What’s in a name? For Australian wine producers in northeast Victoria, it could mean their business.
Otto Dal Zotto, a winemaker in Victoria’s King Valley, started making Prosecco wine 18 years ago. Eventually, enough wine producers followed to create the region’s nickname, Prosecco Road.
However, Italy is fighting for its wine back. Like Champagne is to Champagne, France and Flemish Red is to Flanders, Belgium, Prosecco is a region of Italy and the country wants to claim the name under the terms of a European geographical indicator.
If that happens, Australian “Prosecco Road” wine producers will have to come up with a new name—and new marketing strategy—for their sweet wines. This could cost the Australian domestic Prosecco market up to an estimated $400 million.
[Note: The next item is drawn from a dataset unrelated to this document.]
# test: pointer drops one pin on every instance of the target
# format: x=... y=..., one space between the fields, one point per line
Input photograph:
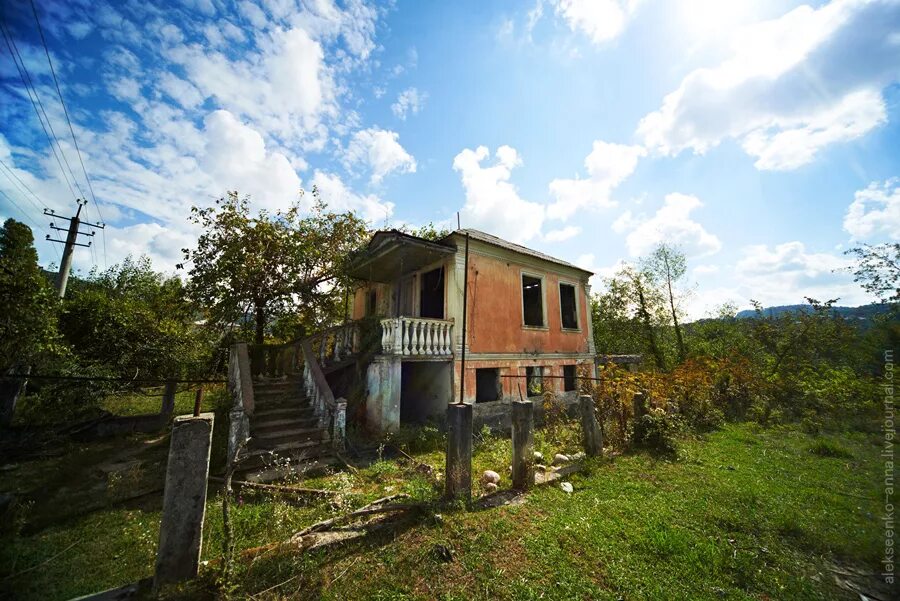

The argument is happening via the Australia-EU Free Trade Agreement. At the very least, for Australia’s benefit, the government is on its side: The Victorian Government is ramping up production by giving King Valley $50,000 from the state’s Wine Growth Fund to develop the region, and recently announced it will work with King Valley to develop wine production, marketing and tourism initiatives with the “King Valley Prosecco Road Plan.”
We can see why Australia is upset. The wine industry in Victoria is responsible for an estimated $7.6 billion and a workforce of 13,000 people. Prosecco alone is a $60 million market in Australia. Wine can’t we all just get along?